Opinion / Christopher Cermak
No exceptions
Those of us living in stable Western democracies tend to maintain a simple belief about the darker sides of governance: “It can’t happen here.” Instead we look at the rise of populists, authoritarians or even just plain-old bumbling politicians in other countries with a mix of horror and bemusement, and scoff, “We would never have elected them.” That’s because populists and nationalists tend to be, well, nation-specific: Silvio Berlusconi would never have succeeded in Hungary; Viktor Orbán would have flopped in the UK; and Boris Johnson wouldn’t have made it, well, anywhere else.
So now the entire world is looking in horror towards the US – once a beacon of democracy – as its reputation lies in tatters after supporters of Donald Trump stormed the US Capitol on Wednesday; four people died in the incident. Many global leaders condemned the insurrection as, to paraphrase Emmanuel Macron, “un-American”. Many Americans, including me, can only bow their heads and agree.

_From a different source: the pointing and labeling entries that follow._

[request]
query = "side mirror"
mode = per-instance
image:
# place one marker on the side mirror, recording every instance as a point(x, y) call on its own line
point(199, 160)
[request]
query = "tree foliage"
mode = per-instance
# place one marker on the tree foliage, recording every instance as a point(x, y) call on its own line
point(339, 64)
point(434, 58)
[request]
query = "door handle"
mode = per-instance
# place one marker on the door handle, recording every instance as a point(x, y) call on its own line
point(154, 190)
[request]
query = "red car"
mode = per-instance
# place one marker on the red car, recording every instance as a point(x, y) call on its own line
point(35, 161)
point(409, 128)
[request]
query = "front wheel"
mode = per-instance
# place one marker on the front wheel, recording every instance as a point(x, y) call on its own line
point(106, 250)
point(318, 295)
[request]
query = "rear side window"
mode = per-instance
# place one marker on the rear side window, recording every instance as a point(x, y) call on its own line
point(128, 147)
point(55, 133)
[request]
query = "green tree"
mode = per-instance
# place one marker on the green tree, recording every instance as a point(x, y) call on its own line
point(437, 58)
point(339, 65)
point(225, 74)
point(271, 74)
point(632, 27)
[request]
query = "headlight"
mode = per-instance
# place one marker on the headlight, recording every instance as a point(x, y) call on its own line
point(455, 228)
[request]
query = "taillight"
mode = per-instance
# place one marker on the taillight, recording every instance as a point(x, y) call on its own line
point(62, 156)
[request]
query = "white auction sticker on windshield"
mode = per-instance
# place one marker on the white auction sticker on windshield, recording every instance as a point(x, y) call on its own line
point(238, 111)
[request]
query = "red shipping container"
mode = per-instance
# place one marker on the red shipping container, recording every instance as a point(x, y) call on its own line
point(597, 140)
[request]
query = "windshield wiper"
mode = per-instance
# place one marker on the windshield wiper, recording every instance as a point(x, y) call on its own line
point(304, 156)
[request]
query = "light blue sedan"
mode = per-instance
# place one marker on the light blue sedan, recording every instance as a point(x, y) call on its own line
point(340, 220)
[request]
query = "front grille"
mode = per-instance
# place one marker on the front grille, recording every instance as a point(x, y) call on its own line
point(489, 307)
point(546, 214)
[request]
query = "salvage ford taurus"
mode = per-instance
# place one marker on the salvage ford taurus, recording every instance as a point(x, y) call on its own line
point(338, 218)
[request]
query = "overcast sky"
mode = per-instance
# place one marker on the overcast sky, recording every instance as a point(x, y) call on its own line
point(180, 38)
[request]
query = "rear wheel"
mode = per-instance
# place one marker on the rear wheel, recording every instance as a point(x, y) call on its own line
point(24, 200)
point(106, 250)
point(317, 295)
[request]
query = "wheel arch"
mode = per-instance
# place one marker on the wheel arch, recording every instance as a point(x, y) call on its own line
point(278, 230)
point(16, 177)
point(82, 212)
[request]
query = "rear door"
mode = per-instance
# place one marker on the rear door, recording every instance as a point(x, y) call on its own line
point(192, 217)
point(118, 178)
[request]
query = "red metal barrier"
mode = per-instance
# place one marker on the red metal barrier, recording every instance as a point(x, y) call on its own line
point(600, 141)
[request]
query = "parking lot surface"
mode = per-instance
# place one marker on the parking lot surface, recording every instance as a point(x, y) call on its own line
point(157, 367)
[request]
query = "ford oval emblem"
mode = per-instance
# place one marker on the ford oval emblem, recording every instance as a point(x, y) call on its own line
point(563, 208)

We too couldn’t help but ask as we watched the scenes unfold, “How did this happen here”?
Perhaps it’s this very notion of exceptionalism that is the biggest threat to any and every Western democracy today; it leads us to be blind to, or dismissive of, any attack on our freedoms. Rationally, we all understood that the bitter rhetoric of the past four years under Trump, and the bitter politicisation of our nation that began long before he entered the political stage, made it inevitable that violence would ensue. And yet still, in our hearts, many of us never really believed that it would come to this. Perhaps the lesson, then, is that we should all acknowledge – before it’s too late – that it could happen anywhere.